Ich schilderte meine Vernehmung Schritt für Schritt – die wiederholten Fragen, das Gebrüll, die Drohungen, die Schläge. Ich erklärte ihr, welche schreckliche Angst ich gehabt hatte.
»Ich bin ja nicht von allein auf diese Geschichte gekommen«, sagte ich. »Sie wussten, dass ich mit Raffaele die ganze Nacht in seiner Wohnung gewesen war. Aber plötzlich wollten sie wissen, warum ich angeblich noch einmal losgegangen war, wen ich treffen wollte, wer Patrick war, ob ich ihn in die Villa gebracht hatte. Sie behaupteten steif und fest, ich wüsste, wer der Mörder ist, und ich käme für dreißig Jahre ins Gefängnis, wenn ich nicht kooperieren würde.«
»Amanda«, sagte sie mit weit aufgerissenen Augen, »ich kann es nicht fassen, dass du das alles allein durchstehen musstest.«
Ich erklärte ihr, ich hätte die Zeugenaussagen aus Verwirrung und Erschöpfung unterschrieben, aber im ersten stillen Moment für mich begriffen, dass das, was ich da unter Druck ausgesagt hatte, vielleicht gar nicht stimmte. »Ich dachte, ich könnte meine Fehler korrigieren, indem ich alles schriftlich kläre«, sagte ich. »Aber stattdessen bin ich verhaftet worden.«
Meine Mutter hörte mir zu, zog mich enger an sich. Es gab nicht einen einzigen Moment, in dem es mir vorgekommen wäre, als würden meine Worte sie nicht erreichen.

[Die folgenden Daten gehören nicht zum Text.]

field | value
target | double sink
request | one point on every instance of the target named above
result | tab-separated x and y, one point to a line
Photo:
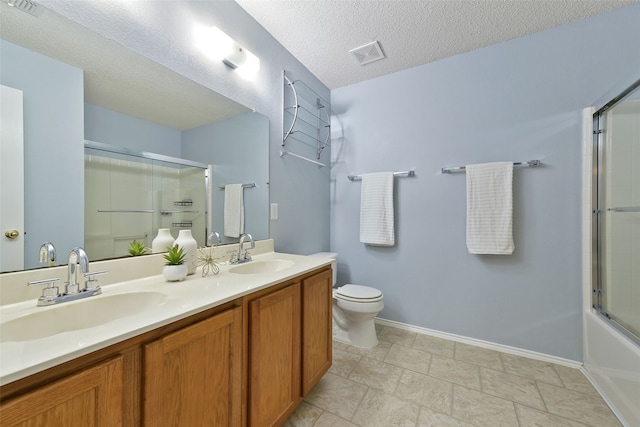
34	338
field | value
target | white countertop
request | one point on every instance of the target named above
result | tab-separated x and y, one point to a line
19	359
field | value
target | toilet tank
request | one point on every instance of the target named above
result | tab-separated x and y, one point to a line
334	263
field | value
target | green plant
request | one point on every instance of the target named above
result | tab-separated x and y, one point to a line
137	248
175	256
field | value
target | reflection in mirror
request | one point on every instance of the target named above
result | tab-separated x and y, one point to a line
129	196
78	85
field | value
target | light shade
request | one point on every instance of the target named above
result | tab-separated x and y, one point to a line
220	46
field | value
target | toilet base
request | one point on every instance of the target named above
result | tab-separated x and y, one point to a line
359	334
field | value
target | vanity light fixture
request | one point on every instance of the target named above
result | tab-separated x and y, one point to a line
220	46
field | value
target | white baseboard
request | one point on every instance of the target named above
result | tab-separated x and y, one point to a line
484	344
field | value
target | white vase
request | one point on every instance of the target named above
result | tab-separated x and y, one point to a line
186	241
163	240
175	273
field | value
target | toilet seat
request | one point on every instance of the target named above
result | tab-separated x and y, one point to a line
358	293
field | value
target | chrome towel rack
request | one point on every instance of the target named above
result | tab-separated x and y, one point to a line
528	163
403	173
249	185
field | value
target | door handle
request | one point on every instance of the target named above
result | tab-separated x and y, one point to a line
11	234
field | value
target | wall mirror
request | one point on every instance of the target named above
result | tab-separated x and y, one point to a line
77	85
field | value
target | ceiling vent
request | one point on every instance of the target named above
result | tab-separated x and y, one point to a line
28	6
368	53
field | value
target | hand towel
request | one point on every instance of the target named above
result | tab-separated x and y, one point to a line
233	210
376	209
490	208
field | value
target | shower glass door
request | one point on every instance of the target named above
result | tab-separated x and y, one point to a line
617	284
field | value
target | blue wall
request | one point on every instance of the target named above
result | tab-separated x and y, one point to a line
53	99
121	130
514	101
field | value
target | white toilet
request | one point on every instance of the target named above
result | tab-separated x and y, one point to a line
354	308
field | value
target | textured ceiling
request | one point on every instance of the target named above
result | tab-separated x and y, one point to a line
320	33
117	78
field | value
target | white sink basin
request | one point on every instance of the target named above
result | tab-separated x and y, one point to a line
258	267
77	315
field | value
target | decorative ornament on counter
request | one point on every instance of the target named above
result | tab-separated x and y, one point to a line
190	246
209	261
162	242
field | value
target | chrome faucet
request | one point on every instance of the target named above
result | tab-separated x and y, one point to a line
243	254
51	295
77	256
48	254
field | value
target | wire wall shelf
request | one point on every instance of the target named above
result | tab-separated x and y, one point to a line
306	119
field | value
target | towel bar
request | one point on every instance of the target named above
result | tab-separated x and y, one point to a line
403	173
528	163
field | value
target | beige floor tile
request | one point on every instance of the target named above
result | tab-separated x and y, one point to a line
429	418
455	371
397	336
337	395
586	408
573	379
378	352
426	391
408	358
376	374
481	409
434	345
329	420
511	387
530	368
343	362
529	417
305	415
478	356
379	409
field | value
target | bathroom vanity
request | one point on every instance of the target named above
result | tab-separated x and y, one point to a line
237	349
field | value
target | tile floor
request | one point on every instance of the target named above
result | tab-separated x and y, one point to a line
415	380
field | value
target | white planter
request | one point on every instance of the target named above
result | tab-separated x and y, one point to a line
175	273
186	241
163	240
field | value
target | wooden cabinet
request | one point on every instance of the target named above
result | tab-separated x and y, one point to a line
316	328
274	356
92	397
248	362
289	346
194	376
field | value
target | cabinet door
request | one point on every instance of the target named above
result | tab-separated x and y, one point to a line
274	356
193	377
316	328
92	397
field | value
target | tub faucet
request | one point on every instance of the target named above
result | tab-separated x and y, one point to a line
243	254
77	256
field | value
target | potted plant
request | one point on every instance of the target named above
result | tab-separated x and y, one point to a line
137	248
175	269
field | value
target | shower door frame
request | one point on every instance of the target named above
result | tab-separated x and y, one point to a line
598	299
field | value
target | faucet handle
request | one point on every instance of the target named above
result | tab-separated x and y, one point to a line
91	284
48	293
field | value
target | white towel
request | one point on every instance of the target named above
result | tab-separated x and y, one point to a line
376	209
233	210
490	208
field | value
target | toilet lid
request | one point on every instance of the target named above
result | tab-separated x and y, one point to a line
358	293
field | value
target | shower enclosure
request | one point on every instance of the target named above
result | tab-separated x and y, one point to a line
616	199
611	248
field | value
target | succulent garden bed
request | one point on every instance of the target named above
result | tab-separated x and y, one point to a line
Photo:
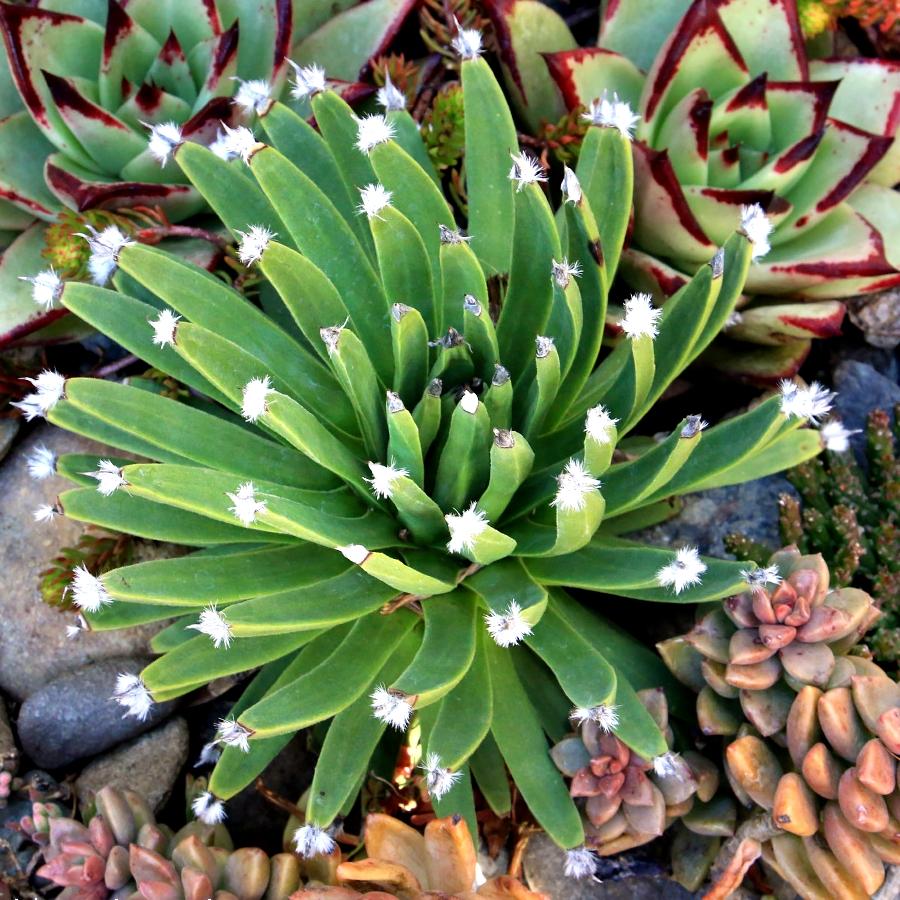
449	447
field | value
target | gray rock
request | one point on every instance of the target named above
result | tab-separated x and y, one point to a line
9	428
544	871
750	509
75	716
149	765
33	645
860	389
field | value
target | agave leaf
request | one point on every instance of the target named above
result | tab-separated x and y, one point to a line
405	266
200	578
529	296
464	715
233	196
517	731
23	149
307	149
583	673
335	683
347	41
151	521
350	742
490	139
199	660
235	768
205	439
447	650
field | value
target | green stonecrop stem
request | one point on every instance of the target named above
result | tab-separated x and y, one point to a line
392	481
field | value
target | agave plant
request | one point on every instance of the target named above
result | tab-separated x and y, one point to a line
392	489
732	112
818	748
95	93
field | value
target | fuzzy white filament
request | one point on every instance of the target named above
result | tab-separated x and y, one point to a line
208	808
46	287
613	113
571	186
163	140
580	863
573	485
164	326
599	425
214	624
105	247
246	507
49	388
756	227
391	707
235	143
373	130
310	841
564	272
761	577
467	43
132	693
606	717
390	96
254	402
683	572
374	197
231	733
253	244
525	170
383	478
88	592
667	764
45	513
465	528
438	779
641	319
252	96
109	477
41	462
836	437
356	553
308	80
812	403
509	627
81	625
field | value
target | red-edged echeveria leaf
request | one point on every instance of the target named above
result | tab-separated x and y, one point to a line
347	42
82	189
638	28
526	31
584	74
38	41
700	53
664	223
23	150
781	323
868	96
768	35
841	256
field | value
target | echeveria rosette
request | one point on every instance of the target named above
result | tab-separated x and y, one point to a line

Als ich mit meiner Geschichte fertig war, brachte ich den Mut auf, ihr die Frage zu stellen, die mich immer in Panik versetzt hatte, sobald ich daran dachte. Was soll ich tun, wenn sie »Nein« sagt oder »Ich weiß nicht«?
Ich atmete einmal tief durch. Ihr in die Augen zu schauen traute ich mich nicht. »Glaubst du mir?«
Die Überraschung konnte ich ihr deutlich ansehen. Und dann die Traurigkeit. »Ja, natürlich glaube ich dir! Ach meine Süße, was denn sonst?«
Die gewaltige Last, die ich herumgeschleppt hatte, fiel von mir ab. Ich fühlte mich schwindlig vor Erleichterung. Dies war das erste Mal seit der Zeit vor meiner Verhaftung, dass ich mit jemandem sprach, der wusste, dass ich unschuldig war, der an mich glaubte. Das zu hören hatte ich mich seit Tagen gesehnt – von wem auch immer! Natürlich erfuhr ich es vom wichtigsten Menschen in meinem Leben.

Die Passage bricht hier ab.